There is, too, some concern that U.S. policy fails to take the people rather than their regimes into account and risks becoming part of the Gulf problem. U.S. allies are rulers whose regimes are hardly democratic. Judith Miller of the New York Times correctly describes the Gulf as an area in which the United States is silent on democracy and human values and where it supports autocratic rule over any alternatives. The policy dilemma, of course, is that alternative governments might be anti-American, militant Islamic regimes.
Reevaluation of U.S. Gulf policy is overdue. Soon after Clinton took office, he ordered a post-cold war Pentagon review to estimate future global military requirements. No similar effort was made, however, to reassess foreign policy. The administration chose simply to contain Iraq and Iran, slightly adjusting the Bush administration's Pentagon-dominated strategy and giving it a name--dual containment. The failure to reconsider the policy has consigned the United States to a future in which military forces costing billions annually are, for all practical purposes, permanently assigned to Gulf police duty.

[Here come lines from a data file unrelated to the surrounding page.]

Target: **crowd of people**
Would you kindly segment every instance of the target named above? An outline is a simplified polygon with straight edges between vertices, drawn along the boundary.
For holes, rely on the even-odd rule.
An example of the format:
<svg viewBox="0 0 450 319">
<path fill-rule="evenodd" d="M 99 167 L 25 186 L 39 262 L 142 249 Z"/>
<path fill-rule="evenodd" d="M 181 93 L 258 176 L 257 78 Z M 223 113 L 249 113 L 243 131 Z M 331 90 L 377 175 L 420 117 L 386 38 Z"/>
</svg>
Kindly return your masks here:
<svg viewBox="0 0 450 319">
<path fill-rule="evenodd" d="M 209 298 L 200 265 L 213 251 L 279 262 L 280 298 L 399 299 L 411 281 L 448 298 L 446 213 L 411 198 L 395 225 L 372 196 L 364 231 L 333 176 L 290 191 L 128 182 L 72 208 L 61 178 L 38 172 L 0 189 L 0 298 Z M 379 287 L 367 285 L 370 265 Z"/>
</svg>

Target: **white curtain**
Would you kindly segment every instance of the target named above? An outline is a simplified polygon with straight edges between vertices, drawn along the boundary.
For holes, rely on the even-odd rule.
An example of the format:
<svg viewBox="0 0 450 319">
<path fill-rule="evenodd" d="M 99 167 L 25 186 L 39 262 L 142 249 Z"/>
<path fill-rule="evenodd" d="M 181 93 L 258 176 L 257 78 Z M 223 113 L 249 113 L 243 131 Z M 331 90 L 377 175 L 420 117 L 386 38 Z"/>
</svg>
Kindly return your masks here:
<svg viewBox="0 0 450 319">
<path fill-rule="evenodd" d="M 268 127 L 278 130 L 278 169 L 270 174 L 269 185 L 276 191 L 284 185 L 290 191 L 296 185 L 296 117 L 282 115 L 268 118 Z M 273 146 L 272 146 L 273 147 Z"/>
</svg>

Today's role in the Gulf exposes the United States to erratic political winds in a remote, unstable part of the world unrelated to the United States in any significant historical, cultural, political, social or religious terms. Performing functions not unlike those of Europe's lost empires violates American values and purposes even if the aim is to obtain cheap oil. Americans are bound to run out of patience with such activities, especially if they adopt the view of some energy economists that cheap oil would flow without U.S. assistance and be readily available for purchase in world markets, and they see that Europe and Japan, without such burdens, benefit more from the U.S. presence than does the United States.
There can be little doubt that Gulf policy is flawed and in need of reappraisal. A reasonable Gulf strategy should begin with reconsidering the value, if any, of dual containment, and continue with a review of the benefits of military and economic confrontation of Iran and Iraq. It should address the question of whether permanent U.S. police duty in the Gulf really makes sense.
Without relaxing today's security watch, the United States should become more active in seeking and considering possible policy alternatives and opportunities to influence future decisions made by Iran and Iraq. Ways should be sought without further delay to end starvation among needy Iraqis and to get adequate medical supplies flowing to them and their children. It might prove worthwhile to pay closer attention to European allies and to Japan on the subject of constructive engagement with Iran that encourages greater moderation in the Iranian regime. With the will to change course by adopting a more sensible and, in the long run, sounder strategy, the U.S. should be able to develop new policies more in keeping with this country's traditional objectives abroad.